A Thanksgiving Meditation
This Thanksgiving, I’m thinking about the joy to be found in everyday moments. I’m just really grateful for a good dinner party, a well-told story, a beautiful sunset, or an adorable comment from my kids. I think these things aren’t just blessed; they are holy.
One morning last week, I was home alone and encountered such a moment. The kids had left for school and my wife had left for work and all was quiet. I found myself sitting in my leather chair in the corner of my study. Morning sun was streaming in through the windows. I was sipping coffee from my favorite mug — the big, chunky one with a picture of a Royal Yellow Humpy on the side and a chip out of the rim. I was surrounded by some of my favorite books — I keep a stack of Merton nearby, my soul's version of an asthma inhaler. I had the Bible open in my lap and my loyal dog under my hand. And it occurred to me how blessed the moment was. How right. How holy.
Twenty years ago, I would have let such a moment slide by without a thought.
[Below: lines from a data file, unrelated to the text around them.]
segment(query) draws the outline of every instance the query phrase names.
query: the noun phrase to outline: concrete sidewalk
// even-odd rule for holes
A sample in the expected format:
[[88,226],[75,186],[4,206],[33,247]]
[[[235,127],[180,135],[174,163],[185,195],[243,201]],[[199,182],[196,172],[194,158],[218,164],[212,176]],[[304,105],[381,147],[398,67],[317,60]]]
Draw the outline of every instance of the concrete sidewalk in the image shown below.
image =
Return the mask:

Ten years ago, I would have tried to capture it with a photo. But last week, I stopped reading, stopped petting the dog, stopped worrying about my schedule for the day, and just accepted. I received the gift of that moment from my Father who delights to give good gifts. And I thanked him.
And then I went on with my day, because the other lesson I’m learning from these moments is that they are best received and not manufactured. My adolescent desire to hang on to these experiences usually leads to frustration, not holiness. When I try to orchestrate holy, beautiful moments, the result is the same as any other manufactured beauty. Impotent. Hollow. Like mass-produced department store art prints.
But when beauty is received, it is doubly-valued. And the only reasonable response to gracious gifts from God is gratitude.